Acinetobacter is a type of bacteria that survives by getting nutrition from decaying organic matter. It is found in moist areas such as soil and water. It has the ability to survive for long periods of time in hospital environments. In hospitals, Acinetobacter also can live in moist places on a patient’s body, such as open wounds or around catheters. Acinetobacter can spread to other patients usually by the hands of hospital staff. Acinetobacter baumannii is a particularly dangerous species that is often resistant to many antibiotics. Acinetobacter baumannii may cause many problems such as pneumonia, urinary tract infection, and bloodstream infections. Acinetobacter baumannii is difficult to treat because it can be resistant to most of the available medicines.

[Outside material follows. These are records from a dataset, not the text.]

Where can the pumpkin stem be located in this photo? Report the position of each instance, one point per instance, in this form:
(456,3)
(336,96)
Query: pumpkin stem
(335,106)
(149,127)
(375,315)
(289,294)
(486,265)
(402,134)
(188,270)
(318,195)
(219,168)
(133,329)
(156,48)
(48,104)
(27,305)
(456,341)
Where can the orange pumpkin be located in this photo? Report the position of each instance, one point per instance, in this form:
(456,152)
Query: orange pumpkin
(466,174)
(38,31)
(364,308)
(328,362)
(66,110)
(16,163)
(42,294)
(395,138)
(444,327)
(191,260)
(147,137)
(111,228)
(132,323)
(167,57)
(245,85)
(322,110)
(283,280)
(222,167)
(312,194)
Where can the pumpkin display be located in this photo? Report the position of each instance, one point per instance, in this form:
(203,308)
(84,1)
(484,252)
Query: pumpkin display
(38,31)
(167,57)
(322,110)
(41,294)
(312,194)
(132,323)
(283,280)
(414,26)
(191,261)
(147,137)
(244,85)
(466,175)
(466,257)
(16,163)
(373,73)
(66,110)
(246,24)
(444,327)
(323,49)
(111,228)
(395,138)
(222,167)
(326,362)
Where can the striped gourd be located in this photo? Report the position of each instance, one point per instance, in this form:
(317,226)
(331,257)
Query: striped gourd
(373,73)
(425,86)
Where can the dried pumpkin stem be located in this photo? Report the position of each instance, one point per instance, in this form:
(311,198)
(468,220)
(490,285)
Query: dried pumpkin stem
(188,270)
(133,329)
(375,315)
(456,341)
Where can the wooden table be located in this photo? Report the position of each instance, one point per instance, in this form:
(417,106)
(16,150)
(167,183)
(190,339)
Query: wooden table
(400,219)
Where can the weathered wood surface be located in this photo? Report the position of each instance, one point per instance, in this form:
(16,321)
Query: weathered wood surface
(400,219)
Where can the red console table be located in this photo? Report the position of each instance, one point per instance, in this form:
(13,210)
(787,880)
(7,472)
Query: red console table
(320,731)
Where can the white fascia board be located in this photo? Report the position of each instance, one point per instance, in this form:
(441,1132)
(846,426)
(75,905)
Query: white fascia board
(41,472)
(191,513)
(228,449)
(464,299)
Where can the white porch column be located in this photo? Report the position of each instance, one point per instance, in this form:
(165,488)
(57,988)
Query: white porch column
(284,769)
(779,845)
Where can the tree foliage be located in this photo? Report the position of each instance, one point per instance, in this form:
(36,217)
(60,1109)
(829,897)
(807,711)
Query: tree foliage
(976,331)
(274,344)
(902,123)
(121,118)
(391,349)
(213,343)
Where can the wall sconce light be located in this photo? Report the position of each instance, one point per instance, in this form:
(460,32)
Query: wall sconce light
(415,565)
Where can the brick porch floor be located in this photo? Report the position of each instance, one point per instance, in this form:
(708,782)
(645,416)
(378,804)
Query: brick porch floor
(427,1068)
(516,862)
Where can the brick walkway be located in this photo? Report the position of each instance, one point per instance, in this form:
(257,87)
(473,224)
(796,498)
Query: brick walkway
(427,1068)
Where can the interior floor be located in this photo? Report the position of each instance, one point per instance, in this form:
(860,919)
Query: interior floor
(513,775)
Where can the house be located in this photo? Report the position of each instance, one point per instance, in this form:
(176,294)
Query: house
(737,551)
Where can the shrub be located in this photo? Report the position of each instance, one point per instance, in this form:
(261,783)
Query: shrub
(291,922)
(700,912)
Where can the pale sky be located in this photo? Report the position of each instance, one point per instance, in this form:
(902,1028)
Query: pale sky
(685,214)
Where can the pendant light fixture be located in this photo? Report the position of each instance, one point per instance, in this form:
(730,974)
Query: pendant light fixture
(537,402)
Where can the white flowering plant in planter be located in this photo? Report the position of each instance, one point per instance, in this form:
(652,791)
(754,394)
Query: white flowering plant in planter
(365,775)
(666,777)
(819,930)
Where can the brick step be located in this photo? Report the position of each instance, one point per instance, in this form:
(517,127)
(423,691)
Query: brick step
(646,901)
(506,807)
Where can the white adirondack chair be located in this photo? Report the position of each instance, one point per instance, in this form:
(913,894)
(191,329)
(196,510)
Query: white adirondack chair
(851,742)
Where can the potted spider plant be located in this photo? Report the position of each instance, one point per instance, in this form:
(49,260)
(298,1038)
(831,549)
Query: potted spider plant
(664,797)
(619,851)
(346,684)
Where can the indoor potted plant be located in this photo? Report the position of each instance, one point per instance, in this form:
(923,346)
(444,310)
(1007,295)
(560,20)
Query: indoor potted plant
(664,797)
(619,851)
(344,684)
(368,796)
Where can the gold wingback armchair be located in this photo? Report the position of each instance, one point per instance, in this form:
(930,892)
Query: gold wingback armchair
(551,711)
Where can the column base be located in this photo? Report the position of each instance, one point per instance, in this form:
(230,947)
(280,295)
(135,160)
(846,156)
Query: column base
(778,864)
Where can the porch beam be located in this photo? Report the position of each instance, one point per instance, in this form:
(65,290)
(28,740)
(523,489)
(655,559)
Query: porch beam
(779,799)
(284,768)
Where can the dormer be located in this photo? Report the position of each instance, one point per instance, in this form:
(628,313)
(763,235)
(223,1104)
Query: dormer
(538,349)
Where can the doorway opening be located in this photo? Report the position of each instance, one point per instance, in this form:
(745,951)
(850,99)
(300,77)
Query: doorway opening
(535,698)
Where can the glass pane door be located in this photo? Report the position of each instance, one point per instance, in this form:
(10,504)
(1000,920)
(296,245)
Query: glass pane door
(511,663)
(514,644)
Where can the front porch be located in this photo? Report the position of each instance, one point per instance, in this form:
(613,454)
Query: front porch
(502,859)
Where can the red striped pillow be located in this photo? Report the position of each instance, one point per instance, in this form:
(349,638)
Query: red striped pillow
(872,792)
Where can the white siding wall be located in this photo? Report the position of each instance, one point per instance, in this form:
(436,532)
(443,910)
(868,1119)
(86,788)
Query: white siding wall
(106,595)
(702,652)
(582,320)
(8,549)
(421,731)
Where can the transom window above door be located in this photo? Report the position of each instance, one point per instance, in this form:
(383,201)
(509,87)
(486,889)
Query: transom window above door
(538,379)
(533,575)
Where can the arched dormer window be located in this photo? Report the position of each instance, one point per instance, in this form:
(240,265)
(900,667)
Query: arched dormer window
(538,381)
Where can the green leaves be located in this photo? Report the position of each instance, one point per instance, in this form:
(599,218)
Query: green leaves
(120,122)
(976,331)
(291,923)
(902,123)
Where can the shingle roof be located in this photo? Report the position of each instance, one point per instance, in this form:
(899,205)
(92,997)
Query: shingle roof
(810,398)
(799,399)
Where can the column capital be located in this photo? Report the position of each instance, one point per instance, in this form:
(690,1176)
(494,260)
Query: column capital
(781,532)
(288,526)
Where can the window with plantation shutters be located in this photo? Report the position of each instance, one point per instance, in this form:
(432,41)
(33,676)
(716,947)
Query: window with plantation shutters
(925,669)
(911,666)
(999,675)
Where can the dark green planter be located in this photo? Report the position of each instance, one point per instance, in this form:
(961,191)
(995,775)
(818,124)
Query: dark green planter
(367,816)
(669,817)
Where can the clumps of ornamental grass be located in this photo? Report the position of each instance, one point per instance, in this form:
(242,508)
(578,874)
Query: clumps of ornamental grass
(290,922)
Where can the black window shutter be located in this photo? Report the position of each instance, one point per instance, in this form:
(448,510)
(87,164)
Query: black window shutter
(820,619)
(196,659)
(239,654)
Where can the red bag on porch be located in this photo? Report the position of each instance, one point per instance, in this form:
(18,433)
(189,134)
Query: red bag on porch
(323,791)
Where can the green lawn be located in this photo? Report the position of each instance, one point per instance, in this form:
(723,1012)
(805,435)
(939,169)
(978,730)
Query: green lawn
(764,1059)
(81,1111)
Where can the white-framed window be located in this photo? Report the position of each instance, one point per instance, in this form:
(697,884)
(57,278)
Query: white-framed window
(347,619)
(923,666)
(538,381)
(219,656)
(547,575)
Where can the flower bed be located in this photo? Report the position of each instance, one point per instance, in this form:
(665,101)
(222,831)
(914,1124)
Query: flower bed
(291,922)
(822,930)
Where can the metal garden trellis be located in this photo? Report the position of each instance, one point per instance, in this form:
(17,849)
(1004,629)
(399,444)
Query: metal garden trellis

Escherichia coli, commonly known as E. coli, is a group of bacteria normally found in human feces. E. coli can cause urinary tract infection when feces accidentally enter the urethra (the tube through which urine flows). Urinary tract infection can be treated with antibiotics and usually causes no lasting effects. However, children who have urinary tract infections before the age of one are likely to become infected again later in life. When food or water that is contaminated with human or animal feces is swallowed, it can also cause diarrhea. The diarrhea usually goes away on its own after several days and without medication. It is important though to keep the body hydrated because it will likely loose a lot of water due to vomiting and loose stool. Occasionally, there are complications such as bloody diarrhea and kidney failure. E. coli is different from many other bacteria in that it is able to affect healthy, non-hospitalized people. However, it can also cause other types of infection, such as wound infection and meningitis, in hospitalized patients. When E. coli causes blood stream infection in immunocompromised children, it must be treated with antibiotics as soon as possible.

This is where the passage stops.